The error [a.u.] in the potential (white bars) and kinetic (black bars) energies introduced by 15/8 ELG and modified ELG schemes [with Bader (B), Hirshfeld (H), Mülliken (M), Natural (N), and Voronoi (V) charge distribution] with respect to conventional ROHF calculations for polyglycine chain made up of 55 units. Parts (a), (b), and (c) correspond to STO-3G, 6-31G, and 6-31G(d) basis sets

It is clear from the figures that the intermediate electrostatic field improves the reproduction of kinetic and potential energies. Such improvement is evident for 6-31G(d) basis set. One should expect such behavior since slightly populated polarization functions on heavy atoms should be sensitive to the intermediate field used in the modified ELG calculations. All the results of modified ELG calculations at 6-31G(d) basis set show that the kinetic energy is overestimated due to the influence of point charges.

Finally, let us analyze the SCF convergence during ELG calculations. All intermediate subsystems are radicals (dublets). Only the whole system is closed-shell. The SCF convergence for radicals is worse than for closed-shell singlet states. The SCF convergence is illustrated in Fig. 3. Parts a, b, and c correspond to STO-3G, 6-31G, and 6-31G(d) bases, respectively. One can observe that, except for B, M, and N charges at STO-3G basis set calculations, the field stabilizes the radicals. It means that fewer SCF cycles are required to reach the same assumed accuracy in comparison to standard ELG scheme. The differences between ELG and modified ELG schemes are more pronounced for the starting cluster. For larger basis set, the M and N population analyses give the fastest convergence. In general, the natural population analysis (N) gives the best performance of calculations both in accuracy and convergence. At the end of the elongation process the number of iterations is the same for all curves. The system is then closed-shell and the number of iterations in the SCF cycle is small.

Fig. 3
figure 3

The SCF convergence during ELG and the modified ELG [with Bader (B), Hirshfeld (H), Mülliken (M), Natural (N), and Voronoi (V) charge distribution] calculations. Parts (a), (b), and (c) correspond to STO-3G, 6-31G, and 6-31G(d) basis sets

Conclusions

A simple modification of the elongation (elongation cutoff) method was proposed.
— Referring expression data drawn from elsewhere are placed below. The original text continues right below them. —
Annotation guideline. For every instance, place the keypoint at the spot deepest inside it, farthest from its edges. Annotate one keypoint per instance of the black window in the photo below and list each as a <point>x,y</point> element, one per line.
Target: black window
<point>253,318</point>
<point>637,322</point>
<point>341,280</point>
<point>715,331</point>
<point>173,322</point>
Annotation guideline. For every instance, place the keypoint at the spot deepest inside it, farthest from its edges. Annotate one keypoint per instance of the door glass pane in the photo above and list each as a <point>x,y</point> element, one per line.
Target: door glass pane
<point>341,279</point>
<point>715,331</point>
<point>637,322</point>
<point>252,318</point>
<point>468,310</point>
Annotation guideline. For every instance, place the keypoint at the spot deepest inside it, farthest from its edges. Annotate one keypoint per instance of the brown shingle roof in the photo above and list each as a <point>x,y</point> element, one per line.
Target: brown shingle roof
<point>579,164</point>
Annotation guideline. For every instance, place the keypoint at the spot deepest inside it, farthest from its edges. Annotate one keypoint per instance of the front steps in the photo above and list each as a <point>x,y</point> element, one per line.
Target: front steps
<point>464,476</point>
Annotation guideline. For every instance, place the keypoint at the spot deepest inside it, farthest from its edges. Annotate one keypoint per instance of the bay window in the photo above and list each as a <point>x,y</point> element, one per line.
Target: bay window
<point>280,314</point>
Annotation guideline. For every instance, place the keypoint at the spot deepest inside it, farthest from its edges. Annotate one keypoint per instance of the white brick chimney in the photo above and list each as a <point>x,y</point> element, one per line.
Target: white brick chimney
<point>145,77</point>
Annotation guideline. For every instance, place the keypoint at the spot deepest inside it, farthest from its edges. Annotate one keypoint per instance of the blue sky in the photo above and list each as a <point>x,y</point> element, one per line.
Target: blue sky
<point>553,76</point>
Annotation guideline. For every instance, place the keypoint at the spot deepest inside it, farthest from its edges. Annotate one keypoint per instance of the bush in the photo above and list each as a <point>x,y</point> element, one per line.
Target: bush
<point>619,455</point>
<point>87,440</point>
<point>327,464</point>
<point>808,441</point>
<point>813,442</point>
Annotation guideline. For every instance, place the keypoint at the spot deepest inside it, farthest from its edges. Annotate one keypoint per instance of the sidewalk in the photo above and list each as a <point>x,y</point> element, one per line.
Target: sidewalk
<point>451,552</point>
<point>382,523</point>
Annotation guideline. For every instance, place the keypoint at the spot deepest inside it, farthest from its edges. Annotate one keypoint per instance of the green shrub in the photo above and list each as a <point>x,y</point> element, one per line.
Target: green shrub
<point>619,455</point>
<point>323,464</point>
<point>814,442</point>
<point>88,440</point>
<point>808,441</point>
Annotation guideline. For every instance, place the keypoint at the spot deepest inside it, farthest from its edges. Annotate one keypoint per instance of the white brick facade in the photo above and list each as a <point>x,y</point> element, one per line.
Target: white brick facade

Namely, the intermediate electrostatic field was introduced. The field is exerted by distributed monopoles located in the positions of atoms of the system’s complementary part and it disappears in the final stage of the elongation calculations. Therefore, it does not violate the variational character of the ELG method. The modified ELG scheme was tested for alpha-helix of polyglycine chain (55 glycine units). Several population analyses were applied. Charges were computed using CSA scheme, independently of the quantum chemical calculations. It was shown that the long-distance polarization, introduced by the field, improved the performance of the ELG method. The errors in the total, kinetic, and potential energies were reduced by at least one order of magnitude. The natural, Bader, and Mülliken population analyses gave the best agreement with the reference, conventional ROHF energies for the largest basis set. The proposed method can be easily adopted to other fragmentation techniques.

The modified ELG method improved the convergence of the SCF process at ROHF level of theory. The temporary electrostatic field stabilized the intermediate radical, therefore fewer cycles were involved during the SCF step. We plan to adopt the formalism at RHF and UHF levels of theory.